度重なる戦乱に人生を翻弄され続けた名子が、最後に見抜いた尊氏の抱える「秘密」とは何だったのでしょうか。
名子が著した最後の宮廷女流日記文学として知られる『竹むきが記』を下敷きに、激動の室町幕府揺籃期を描いた歴史長編です。
青波杏さんの『花咲く街の少女たち』
1936年、日本統治下の朝鮮。日本で育った翠と、朝鮮で育ったハナ。時代に翻弄されながら駆け抜けた、ふたりの少女の物語です。
戦前の東京、下町の娼婦街で育った翠は、縁あって「お嬢さま」として日本統治下の京城で念願の女学生となります。日本人家庭の下宿先には、同い年の朝鮮人少女・ハナが子守として働いていましたが、言葉も通じず、ふたりの間には距離がありました。
ある日、翠はハナがこっそり日本語の本を読んでいる姿を目にします――。
不自由に囲まれながらも心を通わせていく、切なくも美しい青春物語です。
武内涼さんの『ふたりの歌川―― 広重と国芳、そしてお栄』
「音や動きだけじゃない。暑さや寒さ、匂いまでも浮世絵に描き込みたい。私は北斎を超えたい!」
「東海道五拾三次」などの情景画を得意とする広重と、「通俗水滸伝豪傑百八人」などの奇想天外な画風で知られる国芳。
そして、葛飾北斎の娘・お栄。
絵に魅せられた三人の絵師たちが、それぞれの信念と才能をぶつけ合いながら生きた姿を描いた長編時代小説です。
門井慶喜さんの『天下の値段 享保のデリバティブ』
時は江戸時代。天下の台所・大坂堂島には全国から米が集まり、日々値がつけられ、膨大な取引が行われていました。中でも特に盛んだったのが、将来の米価を扱う先物取引(デリバティブ)です。

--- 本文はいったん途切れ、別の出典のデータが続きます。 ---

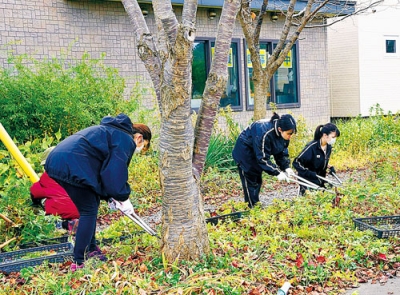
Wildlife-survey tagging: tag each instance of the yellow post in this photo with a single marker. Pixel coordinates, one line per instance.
(15, 152)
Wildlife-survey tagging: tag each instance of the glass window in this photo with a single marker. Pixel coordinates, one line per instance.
(285, 80)
(202, 55)
(199, 72)
(284, 87)
(390, 46)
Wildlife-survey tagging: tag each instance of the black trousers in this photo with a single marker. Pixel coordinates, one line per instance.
(251, 183)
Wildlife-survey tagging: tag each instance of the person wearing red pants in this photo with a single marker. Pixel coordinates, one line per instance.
(91, 165)
(54, 199)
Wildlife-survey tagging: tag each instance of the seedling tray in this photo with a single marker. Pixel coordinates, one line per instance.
(16, 260)
(58, 240)
(381, 226)
(232, 216)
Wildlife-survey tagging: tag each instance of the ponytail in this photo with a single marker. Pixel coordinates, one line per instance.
(275, 116)
(285, 122)
(325, 129)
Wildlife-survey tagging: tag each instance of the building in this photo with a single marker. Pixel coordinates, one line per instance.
(46, 28)
(364, 61)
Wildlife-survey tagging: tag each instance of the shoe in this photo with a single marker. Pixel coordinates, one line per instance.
(97, 254)
(75, 266)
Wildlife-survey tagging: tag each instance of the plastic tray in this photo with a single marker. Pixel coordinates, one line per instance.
(381, 226)
(52, 241)
(232, 216)
(15, 261)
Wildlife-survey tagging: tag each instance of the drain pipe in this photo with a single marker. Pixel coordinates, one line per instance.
(15, 152)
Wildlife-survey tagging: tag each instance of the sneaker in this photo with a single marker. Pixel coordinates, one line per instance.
(75, 266)
(97, 254)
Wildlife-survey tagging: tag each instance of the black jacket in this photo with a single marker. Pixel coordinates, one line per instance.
(97, 158)
(255, 146)
(312, 161)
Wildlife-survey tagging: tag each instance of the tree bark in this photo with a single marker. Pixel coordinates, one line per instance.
(184, 232)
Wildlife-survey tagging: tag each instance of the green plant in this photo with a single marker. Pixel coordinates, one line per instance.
(42, 96)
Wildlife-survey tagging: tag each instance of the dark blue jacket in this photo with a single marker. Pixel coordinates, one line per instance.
(312, 161)
(255, 146)
(96, 157)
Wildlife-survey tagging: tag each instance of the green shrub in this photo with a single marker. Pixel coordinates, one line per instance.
(43, 96)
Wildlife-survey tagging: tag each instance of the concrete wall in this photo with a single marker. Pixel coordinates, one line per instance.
(46, 28)
(343, 61)
(379, 71)
(361, 73)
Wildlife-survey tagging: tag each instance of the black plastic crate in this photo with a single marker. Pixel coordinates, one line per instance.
(381, 226)
(52, 241)
(16, 260)
(232, 216)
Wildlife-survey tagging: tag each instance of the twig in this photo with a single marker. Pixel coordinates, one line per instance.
(7, 242)
(6, 219)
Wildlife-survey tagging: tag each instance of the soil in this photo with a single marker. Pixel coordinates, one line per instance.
(286, 191)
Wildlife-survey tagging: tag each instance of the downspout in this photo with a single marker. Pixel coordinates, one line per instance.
(15, 152)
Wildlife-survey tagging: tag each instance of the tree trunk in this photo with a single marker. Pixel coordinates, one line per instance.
(184, 231)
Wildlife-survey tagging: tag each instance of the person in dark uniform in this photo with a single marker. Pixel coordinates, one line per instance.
(314, 158)
(91, 165)
(254, 148)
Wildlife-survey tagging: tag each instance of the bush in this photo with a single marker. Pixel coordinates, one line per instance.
(42, 97)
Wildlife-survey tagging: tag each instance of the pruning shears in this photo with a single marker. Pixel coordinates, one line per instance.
(135, 218)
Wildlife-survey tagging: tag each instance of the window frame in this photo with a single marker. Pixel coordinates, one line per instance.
(208, 41)
(395, 38)
(291, 105)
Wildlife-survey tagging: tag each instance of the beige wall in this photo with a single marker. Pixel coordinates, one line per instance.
(45, 28)
(343, 52)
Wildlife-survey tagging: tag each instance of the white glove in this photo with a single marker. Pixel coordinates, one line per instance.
(111, 204)
(290, 172)
(126, 206)
(283, 177)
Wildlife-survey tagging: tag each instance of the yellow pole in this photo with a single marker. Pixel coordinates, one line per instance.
(15, 152)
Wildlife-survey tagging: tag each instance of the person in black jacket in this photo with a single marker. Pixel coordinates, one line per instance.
(254, 148)
(314, 159)
(92, 164)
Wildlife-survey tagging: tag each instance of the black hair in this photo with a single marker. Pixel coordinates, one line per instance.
(142, 129)
(327, 129)
(285, 122)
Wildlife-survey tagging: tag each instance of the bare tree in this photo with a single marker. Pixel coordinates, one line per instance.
(295, 23)
(167, 55)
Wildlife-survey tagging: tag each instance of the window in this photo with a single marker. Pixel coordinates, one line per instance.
(390, 46)
(284, 86)
(202, 56)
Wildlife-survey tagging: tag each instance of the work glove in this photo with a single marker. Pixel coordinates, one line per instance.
(111, 204)
(125, 206)
(332, 170)
(290, 172)
(283, 177)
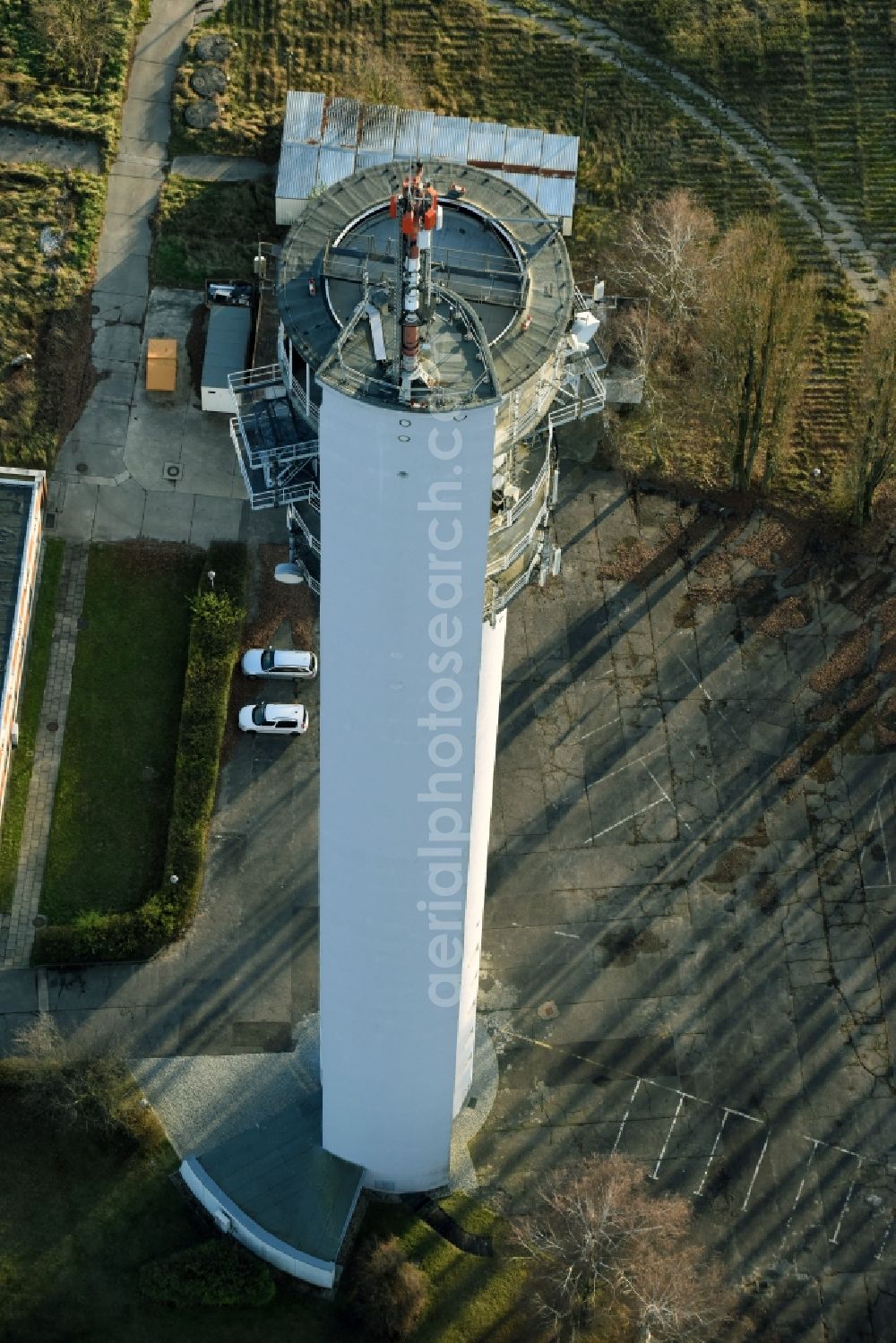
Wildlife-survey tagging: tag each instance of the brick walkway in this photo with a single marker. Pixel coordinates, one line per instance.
(35, 836)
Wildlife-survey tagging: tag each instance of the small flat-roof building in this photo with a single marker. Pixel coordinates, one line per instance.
(22, 498)
(280, 1192)
(226, 348)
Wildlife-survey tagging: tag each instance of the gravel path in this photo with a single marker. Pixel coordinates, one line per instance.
(837, 234)
(29, 147)
(220, 168)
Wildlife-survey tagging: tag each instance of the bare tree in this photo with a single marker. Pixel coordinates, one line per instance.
(599, 1241)
(874, 406)
(665, 255)
(73, 1087)
(379, 77)
(78, 37)
(755, 336)
(389, 1292)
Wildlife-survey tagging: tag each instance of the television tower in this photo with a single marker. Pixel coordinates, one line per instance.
(432, 340)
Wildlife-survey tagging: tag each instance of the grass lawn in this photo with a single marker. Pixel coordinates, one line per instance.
(210, 228)
(48, 93)
(45, 304)
(113, 796)
(80, 1216)
(35, 676)
(469, 1297)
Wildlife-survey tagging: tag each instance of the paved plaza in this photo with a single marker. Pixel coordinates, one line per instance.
(689, 925)
(689, 917)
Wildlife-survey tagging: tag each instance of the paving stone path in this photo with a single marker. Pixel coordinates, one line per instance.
(839, 234)
(32, 853)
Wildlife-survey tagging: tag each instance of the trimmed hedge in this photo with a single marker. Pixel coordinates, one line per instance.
(211, 1273)
(214, 642)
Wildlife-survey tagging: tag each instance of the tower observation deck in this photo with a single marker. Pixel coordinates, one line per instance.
(432, 341)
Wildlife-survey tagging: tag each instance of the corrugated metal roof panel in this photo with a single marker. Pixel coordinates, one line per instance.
(304, 116)
(378, 128)
(522, 147)
(335, 164)
(371, 158)
(556, 196)
(450, 139)
(297, 172)
(525, 182)
(487, 142)
(560, 153)
(340, 123)
(414, 134)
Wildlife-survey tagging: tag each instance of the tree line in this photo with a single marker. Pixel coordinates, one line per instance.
(726, 340)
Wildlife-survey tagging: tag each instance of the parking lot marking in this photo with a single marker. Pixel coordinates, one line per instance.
(683, 1096)
(626, 1115)
(603, 728)
(842, 1211)
(764, 1149)
(710, 699)
(616, 823)
(883, 1244)
(726, 1111)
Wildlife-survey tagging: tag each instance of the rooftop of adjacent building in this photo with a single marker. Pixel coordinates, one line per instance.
(501, 287)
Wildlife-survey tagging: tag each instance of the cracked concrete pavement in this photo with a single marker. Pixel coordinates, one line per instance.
(691, 914)
(689, 927)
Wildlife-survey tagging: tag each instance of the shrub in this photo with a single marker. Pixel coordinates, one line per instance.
(80, 1087)
(389, 1294)
(214, 643)
(211, 1273)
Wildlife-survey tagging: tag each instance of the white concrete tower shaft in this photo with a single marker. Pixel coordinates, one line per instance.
(409, 718)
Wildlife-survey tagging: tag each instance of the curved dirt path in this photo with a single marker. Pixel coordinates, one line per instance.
(837, 234)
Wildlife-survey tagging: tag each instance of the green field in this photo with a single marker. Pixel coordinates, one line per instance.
(81, 1214)
(635, 145)
(209, 228)
(35, 676)
(73, 88)
(45, 304)
(817, 77)
(113, 798)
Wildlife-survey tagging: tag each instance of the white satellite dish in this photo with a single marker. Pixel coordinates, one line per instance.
(289, 572)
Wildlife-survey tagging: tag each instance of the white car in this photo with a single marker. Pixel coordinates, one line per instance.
(281, 719)
(280, 664)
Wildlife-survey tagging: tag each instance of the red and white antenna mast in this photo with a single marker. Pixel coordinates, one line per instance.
(417, 210)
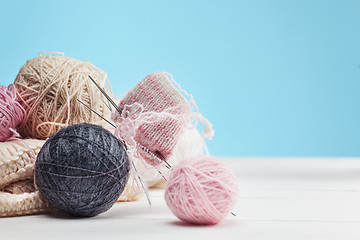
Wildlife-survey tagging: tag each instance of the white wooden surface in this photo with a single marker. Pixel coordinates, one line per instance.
(279, 198)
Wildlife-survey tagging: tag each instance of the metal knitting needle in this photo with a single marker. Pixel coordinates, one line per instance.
(96, 113)
(142, 184)
(106, 95)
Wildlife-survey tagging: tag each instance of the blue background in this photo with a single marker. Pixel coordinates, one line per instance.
(276, 78)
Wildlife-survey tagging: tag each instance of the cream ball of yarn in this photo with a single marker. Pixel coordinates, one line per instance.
(49, 86)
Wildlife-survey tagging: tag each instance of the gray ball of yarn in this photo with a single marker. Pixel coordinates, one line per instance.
(82, 170)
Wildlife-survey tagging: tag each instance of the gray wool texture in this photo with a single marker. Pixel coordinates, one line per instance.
(82, 170)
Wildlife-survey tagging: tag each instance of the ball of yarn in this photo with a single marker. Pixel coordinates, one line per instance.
(190, 144)
(12, 114)
(82, 170)
(201, 190)
(48, 88)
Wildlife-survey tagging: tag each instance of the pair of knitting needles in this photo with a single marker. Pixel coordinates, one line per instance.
(157, 155)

商人たちは紙と筆と頭脳を駆使して、利ざやの大小に一喜一憂していました。
一方の江戸では、将軍・徳川吉宗をはじめとする幕閣たちが忸怩たる思いを抱いていました。米価の変動は、すなわち武士の年貢収入の変動であり、それを商人たちが汗もかかず意のままに操っている――。そんな不実の商いを許すまじと、幕府は堂島市場の支配に乗り出します。
市場の自治を守ろうとする大坂商人たちと、武士の誇り(と財政)を懸けた江戸幕府との、究極の頭脳戦が始まります。
諸田玲子さんの『おふうさま』
江戸時代初期、加賀前田家・利常公の四女・富姫(おふうさま)は、京の桂離宮造営で知られる八条宮家へ嫁ぐことになります。これは、徳川将軍家に配慮しつつ朝廷と良好な関係を築くための政略結婚でした。
入輿に際し、「おふうさま」付きの侍女となった小蝶は、女主人を守ると心に決め、さまざまな困難に奔走します。加賀前田家を快く思わない公家たちの陰謀や、思いもよらぬ災難に見舞われながらも、「おふうさま」は妃としての使命と秘めた恋心のはざまで揺れていきます。
侍女だけが知る「おふうさま」の真の想いとは――。陰謀を乗り越え、貫こうとしたその悲願を描いた歴史物語です。
天野純希さんの『サムライ漂海記』
戦国時代、戦に敗れて捕らえられた少年武士・真鍋八弥は、南蛮商人に売られ、海を渡ることになります。奴隷兵士としての人生が始まった彼は、やがて世界中から富を吸い上げ、繁栄を謳歌するイスパニア(スペイン)海軍の一員として各地を転戦し、頭角を現していきます。
しかし、彼が植民地で目にしたのは、残酷で無慈悲な現実でした――。
テンポの良い展開、敵味方の双方に登場する魅力的なキャラクター、そして息を呑む戦闘シーン。
若きサムライの苦悩と激情を描く、熱き歴史冒険譚の誕生です。
北上次郎さんの『新刊めったくたガイド大大全』
本を紹介することに人生を捧げてきた書評家・北上次郎さんが、青春、恋愛、家族、時代、ミステリー、SF、冒険、ハードボイルド、翻訳、ノンフィクションといったジャンルを超えて、1978年から2023年にかけて紹介してきた、1634人の著者、3458点の作品を一挙に取り上げます。
「本の雑誌」で45年間連載された「新刊めったくたガイド」を一冊にまとめた、まさに圧倒的な書評集です。
畠中恵さんの『まろ丸伊勢参り』
六十年に一度、人々がこぞって伊勢神宮を目指す「おかげ参り」の年。六歳になる姪・結に、大坂の大店の跡取りとなる養子縁組の話が舞い込みます。ところが、本家からの迎えは来ず、代わりに「結を伊勢まで連れてきてほしい」との文が届きます。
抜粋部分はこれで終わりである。